Ayağı düştükçe Kadıköyü’nün hemen her meyhanesine uğrardı. Daha evvelleri kendi evinde de toplantılar yapılır, bazı arkadaşlarının evlerindeki toplantılara da giderdi. Bu toplantılarda saz çalınır, şarkılar, gazeller okunur, söz-sohbet edilir, geceyarılarına ve sabahlara kadar içilip eğlenildiği halde en küçük bir terbiyesizlik, kavga, gürültü eden olmazdı.”

Torunu Osman Nihad Akın, tarihci Ahmet Refik Altınay, Ahmed Rasim’in aşklarını, bunlarm yankılarını pek güzel dile getirmişlerdir. Dedesi için Osman Nihad Akın, “Benim bildiğim bir şey varsa onun sebebsiz bir şiir, bir şarkı güftesi, bir roman, hatta bir makale yazmadığıdır” diyor.

Aynı zamanda bir mizah ustasıdır. Çok güzel taklit yaptığını tanıyanlar söylüyor. Sultan II. Abdülhamid döneminin baskılı yıllarında Çam limanında eğlenirken Arab taklidi yapmış. Çamlar arasında bir harem ağasının kendilerini dikkatle dinlediğini fark edince hiç istifini bozmadan: “Ey cemaat! Karanlık bastığından vaazımızın üst tarafını başka bir gün tamamlarız” diyerek topunun birden sürgün edilme ihtimalini önlemiştir.
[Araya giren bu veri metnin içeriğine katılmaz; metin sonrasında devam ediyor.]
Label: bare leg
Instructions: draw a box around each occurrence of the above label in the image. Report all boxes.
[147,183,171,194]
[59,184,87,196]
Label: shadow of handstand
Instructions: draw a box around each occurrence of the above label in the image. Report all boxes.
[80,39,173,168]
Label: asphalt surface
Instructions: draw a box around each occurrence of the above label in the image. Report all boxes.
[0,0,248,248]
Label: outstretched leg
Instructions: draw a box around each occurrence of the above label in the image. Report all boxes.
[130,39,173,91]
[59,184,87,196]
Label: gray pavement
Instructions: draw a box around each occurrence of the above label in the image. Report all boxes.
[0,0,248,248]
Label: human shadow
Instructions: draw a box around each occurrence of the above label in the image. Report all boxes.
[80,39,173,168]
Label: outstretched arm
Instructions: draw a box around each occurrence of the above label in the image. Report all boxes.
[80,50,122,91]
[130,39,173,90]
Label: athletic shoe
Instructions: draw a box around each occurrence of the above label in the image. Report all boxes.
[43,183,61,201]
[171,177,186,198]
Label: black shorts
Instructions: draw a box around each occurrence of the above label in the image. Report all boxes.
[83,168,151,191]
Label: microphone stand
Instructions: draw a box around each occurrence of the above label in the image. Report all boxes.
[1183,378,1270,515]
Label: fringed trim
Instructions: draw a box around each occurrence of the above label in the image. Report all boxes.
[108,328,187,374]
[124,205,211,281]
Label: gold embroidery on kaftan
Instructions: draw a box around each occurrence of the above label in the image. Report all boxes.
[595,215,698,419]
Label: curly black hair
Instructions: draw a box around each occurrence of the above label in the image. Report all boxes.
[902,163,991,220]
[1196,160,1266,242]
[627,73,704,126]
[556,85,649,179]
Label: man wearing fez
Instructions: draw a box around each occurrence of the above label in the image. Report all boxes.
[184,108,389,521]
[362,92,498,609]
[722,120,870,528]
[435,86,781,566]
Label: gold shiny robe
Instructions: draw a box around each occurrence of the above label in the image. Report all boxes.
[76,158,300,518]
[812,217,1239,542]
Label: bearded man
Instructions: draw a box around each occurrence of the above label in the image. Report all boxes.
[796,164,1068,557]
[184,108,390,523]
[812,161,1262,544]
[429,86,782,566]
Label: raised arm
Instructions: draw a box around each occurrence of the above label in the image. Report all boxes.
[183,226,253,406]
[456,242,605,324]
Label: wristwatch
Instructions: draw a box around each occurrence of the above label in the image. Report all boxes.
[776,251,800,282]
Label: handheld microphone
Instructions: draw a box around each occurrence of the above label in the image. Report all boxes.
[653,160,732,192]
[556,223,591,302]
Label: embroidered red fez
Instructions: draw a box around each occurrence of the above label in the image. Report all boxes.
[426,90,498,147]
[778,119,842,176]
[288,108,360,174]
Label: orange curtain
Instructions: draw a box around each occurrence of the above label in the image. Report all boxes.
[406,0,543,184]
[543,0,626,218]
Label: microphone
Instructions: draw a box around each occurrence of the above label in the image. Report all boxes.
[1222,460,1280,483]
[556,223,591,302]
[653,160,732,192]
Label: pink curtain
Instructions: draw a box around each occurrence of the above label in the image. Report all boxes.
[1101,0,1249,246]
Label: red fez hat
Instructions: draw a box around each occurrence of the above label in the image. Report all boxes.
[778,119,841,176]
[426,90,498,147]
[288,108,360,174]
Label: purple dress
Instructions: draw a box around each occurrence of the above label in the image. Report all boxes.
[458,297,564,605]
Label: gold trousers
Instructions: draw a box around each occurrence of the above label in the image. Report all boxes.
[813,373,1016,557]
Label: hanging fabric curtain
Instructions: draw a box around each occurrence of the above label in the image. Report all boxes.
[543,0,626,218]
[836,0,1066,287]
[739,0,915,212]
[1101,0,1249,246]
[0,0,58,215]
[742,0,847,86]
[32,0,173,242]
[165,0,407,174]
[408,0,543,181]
İçki ile başının hoş olmasına rağmen belirli miktarın dışına çıkmaz, içkiyi bir sohbet aracı olarak kullanırdı. Bu durumdan sık sık söz edenlere de sinirlenirdi. Bir gün koltuğunun altında kağıda sarılı bir binlik şişe ile Kadıköyü iskelesine çıktığı sırada sevmediği bir kişi ile karşılaşmış ve aralarında şöyle bir konuşma geçmişti:

– Maşallah üstad! Böyle nereye?
– Eve! Koltuğunun altındaki binliği işaret ederek,
– Çakıntıya mı?
– Evet!
– Üstad! Siz çok kamil, alim, fazil muhterem bir zatsınız. Fakat, şu sarhoşluğunuz olmasa… Herkes sarhoşluğunuzdan müşteki. Gece demeyip, gündüz demeyip içiyorsunuz. Deyince Ahmed Rasim Bey lafı ağzına tıkayıvermisti:
– Bana bak bana! Ben gece içerim, gündüz içerim ama ne kadar içeğimi, ne yapacağımı, ne edeceğimi, nasıl adım atacağımı, ne söyleyeceğimi bilirim.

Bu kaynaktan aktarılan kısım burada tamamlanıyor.